子どもの教育やしつけ、変化する夫婦関係、仕事と家庭のバランス──。子どもの成長とともに、共働きのDUAL世代にはさまざまな難問が立ちはだかります。そんな迷えるデュアラーに「失敗したっていいじゃない。間違ったらやり直せばいいんだから」と温かいエールを送るのは、幼児教育を通して数多くの家庭をコンサルティングしてきたチャイルド・ファミリーコンサルタントの山本直美さん。連載では、家族がチームとして協力し、自分たちらしい家族を形成する「ファミリー・ビルディング」の考え方を基に、DUAL世代のママやパパにアドバイスします。

今回のテーマは子ども同士の「いじめ」。すぐ手が出てしまう、仲間外れにされている、お友達に悪口を言われて登園拒否になってしまった……保育園や幼稚園で子ども同士のトラブルが起こった場合、親はどう対応すればいいのか、山本直美さんに聞きました。

相談「思うようにいかないとすぐにお友達に手が出てしまう息子。最近は周囲に謝りっぱなしです」

Q. 自分の思い通りにならないとすぐに手が出てしまう年長の息子。おっとりおとなしいお友達がターゲットになっているようで、お迎えの際に連絡を受けるたびに心が沈みます。「たたいたりしたらダメ」ときつく言い聞かせてはいますが、なかなか直りません。

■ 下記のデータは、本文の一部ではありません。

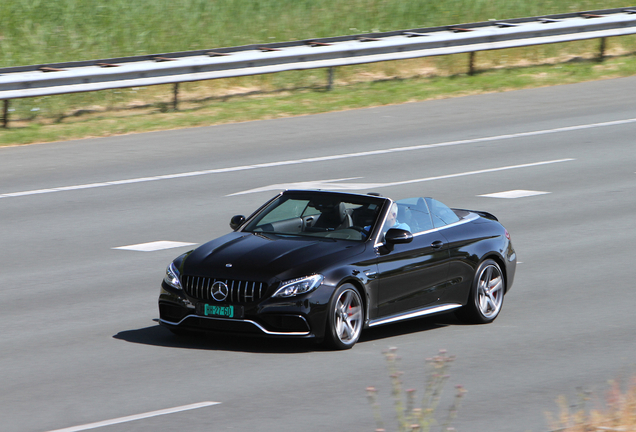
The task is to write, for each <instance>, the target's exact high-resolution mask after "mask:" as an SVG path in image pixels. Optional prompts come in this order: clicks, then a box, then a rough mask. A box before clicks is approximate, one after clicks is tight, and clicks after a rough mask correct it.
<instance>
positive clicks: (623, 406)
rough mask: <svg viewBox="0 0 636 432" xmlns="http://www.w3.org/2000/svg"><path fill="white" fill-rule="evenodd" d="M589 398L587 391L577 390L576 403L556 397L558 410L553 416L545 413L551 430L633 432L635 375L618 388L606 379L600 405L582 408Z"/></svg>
mask: <svg viewBox="0 0 636 432" xmlns="http://www.w3.org/2000/svg"><path fill="white" fill-rule="evenodd" d="M590 399H591V394H590V393H589V392H587V393H584V392H579V403H578V404H576V405H575V406H574V407H571V406H569V405H568V402H567V400H566V398H565V397H563V396H562V397H560V398H559V399H558V400H557V404H558V405H559V413H558V415H556V417H555V416H554V415H553V414H552V413H547V417H548V423H549V425H550V428H551V430H552V431H553V432H557V431H558V432H636V376H633V377H632V379H631V381H630V383H629V385H628V387H627V389H626V390H625V391H623V390H622V388H621V386H620V384H619V383H618V382H617V381H610V386H609V389H608V390H607V392H606V394H605V401H604V406H603V407H601V408H597V409H590V410H589V411H588V410H587V408H586V404H587V402H588V401H589V400H590Z"/></svg>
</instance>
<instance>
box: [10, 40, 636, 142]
mask: <svg viewBox="0 0 636 432" xmlns="http://www.w3.org/2000/svg"><path fill="white" fill-rule="evenodd" d="M506 51H507V50H502V51H500V52H498V57H497V59H499V60H498V61H493V57H492V54H490V57H487V56H486V55H484V56H482V57H481V58H484V60H485V62H484V63H486V62H487V64H480V63H477V69H478V71H479V72H478V73H476V74H475V75H472V76H469V75H467V74H466V73H462V72H460V70H461V69H462V68H464V69H465V68H466V65H467V56H466V55H454V56H447V57H445V58H444V61H445V62H447V65H446V67H444V68H438V67H433V66H431V65H432V63H431V60H430V59H414V60H405V61H396V62H385V63H382V64H380V65H379V66H376V68H375V69H368V67H366V68H365V66H351V67H343V68H339V69H337V70H336V74H335V78H336V80H335V86H334V87H333V88H332V90H330V91H327V89H326V71H325V70H313V71H308V72H304V75H300V74H301V73H300V72H285V73H280V74H276V76H275V77H271V76H270V77H263V78H262V82H261V83H259V82H258V77H248V78H245V79H240V78H239V79H233V80H231V82H229V83H228V82H226V83H223V85H222V86H219V84H218V83H217V82H215V81H205V82H199V83H190V84H184V85H181V86H180V102H179V110H178V111H173V110H172V109H171V98H172V86H154V87H142V88H133V89H121V90H108V91H102V92H95V93H92V94H91V95H90V102H89V101H88V100H84V99H83V98H85V97H87V96H86V95H85V94H79V95H63V96H51V97H43V98H31V99H23V100H16V101H12V105H11V107H12V108H13V111H11V112H10V118H11V123H10V128H9V129H0V145H2V146H6V145H19V144H29V143H39V142H51V141H60V140H70V139H78V138H87V137H104V136H111V135H121V134H128V133H135V132H147V131H158V130H168V129H179V128H187V127H196V126H208V125H216V124H223V123H235V122H244V121H252V120H263V119H272V118H281V117H289V116H298V115H308V114H317V113H324V112H329V111H341V110H348V109H355V108H366V107H374V106H381V105H392V104H401V103H408V102H416V101H424V100H430V99H440V98H448V97H458V96H465V95H471V94H480V93H491V92H500V91H507V90H516V89H524V88H533V87H542V86H551V85H557V84H566V83H577V82H583V81H591V80H599V79H607V78H617V77H624V76H631V75H634V74H636V55H634V54H633V53H631V54H630V53H623V52H620V51H617V52H614V53H612V52H610V53H609V54H610V55H609V56H608V57H606V58H605V60H604V61H603V62H602V63H601V62H598V61H596V59H595V58H594V54H589V55H587V56H570V57H569V58H554V59H551V60H549V61H546V62H544V64H539V65H524V63H525V62H521V63H519V64H517V65H508V64H505V62H502V61H501V59H502V58H503V59H505V58H506V56H507V53H506ZM508 51H513V50H508ZM480 54H481V53H478V55H477V58H478V59H479V58H480ZM518 57H519V54H518V53H513V58H518ZM502 63H503V64H502ZM255 80H256V81H255ZM227 81H230V80H227ZM286 83H292V84H291V85H289V86H288V84H286ZM65 98H66V100H64V99H65ZM60 99H62V102H60ZM95 100H97V101H99V102H100V103H97V104H96V103H95ZM59 103H61V104H63V105H65V106H67V105H68V106H76V107H82V108H80V109H75V110H74V111H70V112H69V113H65V112H59V111H55V110H54V109H53V107H55V105H56V104H59ZM87 103H92V104H91V105H86V104H87Z"/></svg>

A. 「たたいてはいけない」と注意するだけでは、解決することは難しいでしょう。頭ごなしに「ダメ」というのではなく、「どうしてそんなことするのかな?」と、本人に考えさせることが大事です。暴力ではなく「言葉」で表現できるように、お子さんをサポートしてあげてください。園の先生にも相談して、当人同士だけでなくクラス全体で「こういうときはどうすればいい?」と考えてもらう時間を持つことも一つの手です。

 木々も色づき、少しずつ秋が深まってきましたね。子どもたちにとっては運動会や音楽会など、たくさんの行事を経験しながら大きく成長する時期です。

 今月は「いじめ」がテーマですが、これはとても繊細な問題だと思います。

 大前提としていじめには絶対反対ですし、皆さんもそう思っているのではないでしょうか。ただ、根深い問題が背景にある場合、いじめをしている子に「やってはいけない」と言うだけでは簡単に解決しないこともあります。例えば、「自分に自信がない」「誰かと一緒じゃないと自己表現できない」「自己顕示したい」「家庭に何かしら不安や問題があってストレスを発散したい」……などその子自身が抱えている問題と、「いじめをしてしまう」ことに関わりがあるためです。

 また、いじめは子どもだけの問題ではなく、周りの大人も「自分がどうありたいと思っているか」、そして「それを普段からどのように子どもに伝えているか」を問われているのではないかと思います。

「こういうときはどうすればいい?」 自分たちで考えさせる

 私が幼稚園の先生をしていた時にも、日々クラスの中でいろいろな問題が起こりました。でも、起きたことにその都度対処するだけでは、なかなか根本的な解決にならないのです。それぞれの子が持つ長所や価値観を個性としてきちんと受け止めたいと思う一方で、「クラス運営」という視点でどうありたいかを考えていかないと、クラスはきちんと機能しないのですよね。

 そこで年長さんの担任だった時、「クラスのことをみんなで考えよう」という時間を設けることにしました。クラスをどう良くしていくか、子どもたちと相談して解決するための時間です。

 その中で、クラスで大事にしたいことを担任からのメッセージとして具体的に伝えました。例えば「みんな仲良くしよう」といった漠然としたメッセージではなく、「お友達が一人でいたときには声をかけてほしいな」「寂しい人がいないか、周りをよく見てみよう」「誘ったときに『(仲間に入らなくても)いい』と言われたときは、無理に入れなくてもいいんだよ」というように。

 具体的にそう伝えた結果、仲間に入れず寂しそうなお友達がいる時には、みんなで声をかけ合うようになりました。その後は「先生がお願いしていたように、お友達に声をかけてくれるようになってうれしいな」とフィードバックすることで、子どもたちの中でそれが連鎖していくようになるのです。

 小学校低学年くらいまでは個性と個性のぶつかり合いですから、大人が全体を見てメッセージを発していくことが重要です。トラブルが起こった時だけ対応する「対症療法」ではなく、普段から「お友達同士でケンカになったら、周りはどうしたらいいんだろうね?」と一緒に考え、「困っているお友達を放っておいちゃいけないよ」と具体的に伝えることが大切です。